En San Lorenzo, frente a El Campo de la Gloria, el youtuber Alejo Igoa sale de la casa de sus abuelos y se saca una foto con una fan. Una vecina mira la peluca turquesa que Alejo usó para un video –y que ahora está sobre el pasto– y dice que de todos los famosos que ellos tienen a ella la que más le gusta es Elsa Daniel porque es de su época y porque es una gran actriz. ¿Guardará una Antena en la que su favorita fue tapa? ¿Alguna otra en la que la pintaron con un pancake sobrecargado como si fuera Doris Day? ¿Habrá estado en primera fila en la inauguración municipal de una sala de multipropósitos audiovisuales que lleva su nombre? En la orilla occidental del Paraná la tierra del combate colecciona celebridades propias como Elsa y heredadas como el zambo heroico que salvó a San Martín de la muerte. De esa tierra se fue Elsa Nilda Gómez Scarpatti para que una radio de Buenos Aires –con auspicio de dentífrico– la eligiera Miss Sonrisa en los años cincuenta. Justo ella que casi no mostraba los dientes lindos (no como Ali MacGraw que los mostraba rebelde sin la ortodoncia que la industria exigía). Justo ella, la del mohín ausente de tan apenas. La actriz es Elsa Daniel, la película nunca se hizo y sin embargo todo un cine de época la nombra. ¿Qué faltó? No fue una falta, fue un después de ensayo infinito que completó el cuaderno de bitácora y dejó vacío el diario de filmación. Ninguna más bergmaniana de Ingmar que Elsa aunque entre festivales y premios los diarios europeos la comparaban con Ingrid. 

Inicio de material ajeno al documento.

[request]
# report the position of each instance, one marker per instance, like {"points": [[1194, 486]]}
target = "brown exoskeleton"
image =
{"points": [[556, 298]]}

“Se olvidaron de ella porque llegó Graciela Borges”, amamos a Graciela pero esa es una excusa boba que confunde atisbos. La verdad de Elsa es en blanco y negro,  tiene nombre de mujer: Ana (La casa del ángel), Albertina (La caída) Laura (La mano en la trampa), las tres de Torre Nilson y Francisca (Este es el romance del Aniceto…) de Favio y asoma siempre en la belleza de los bordes. Belleza abstinente que aparece ahora en la Lucía que Erica Rivas creó (deslumbrante, de ilusión perfecta) en La luz incidente. Una belleza que iluminaba a la clase media sin clase y que se volvía elegante sin elegancia. Es deliciosa la melancolía superior de Elsa en la pantalla y resulta poco adjetivarla “emblema” cuando nos miran sus ojos habitados en estado de fe, fábula de fuentes en estado de inminencia. “Es la primera vez que bailo, nunca le di mucha importancia al baile, sin embargo que bien que se siente una girando, nunca soñé que usted quisiera bailar conmigo”,  le dice Ana a su compañera de vueltas, una muñeca con tules y pelo negro largo, después de haber bailado en silencio con Pablo Aguirre (Lautaro Murúa) en una escena de La casa del ángel. Hay muchas películas para volver a ver y muchas otras para descubrirla. Hay también una risa lejana de marioneta pintarrajeada que se escucha desde un televisor ochentoso en la “maquilloterapia”, como ella llamaba a sus sketchs en el programa de matrimonios de Moser. Un camino de invención como hallazgo que nos tapa de datos de fichero y nos muestra todo lo que de ella no sabemos. En el intento por descifrarla no es difícil imaginar celos de amor, huídas, desplantes y la anticipación al olvido de los otros.  “¿Y por un solo pecado mortal todo eso?” dice Elsa que pregunta Ana.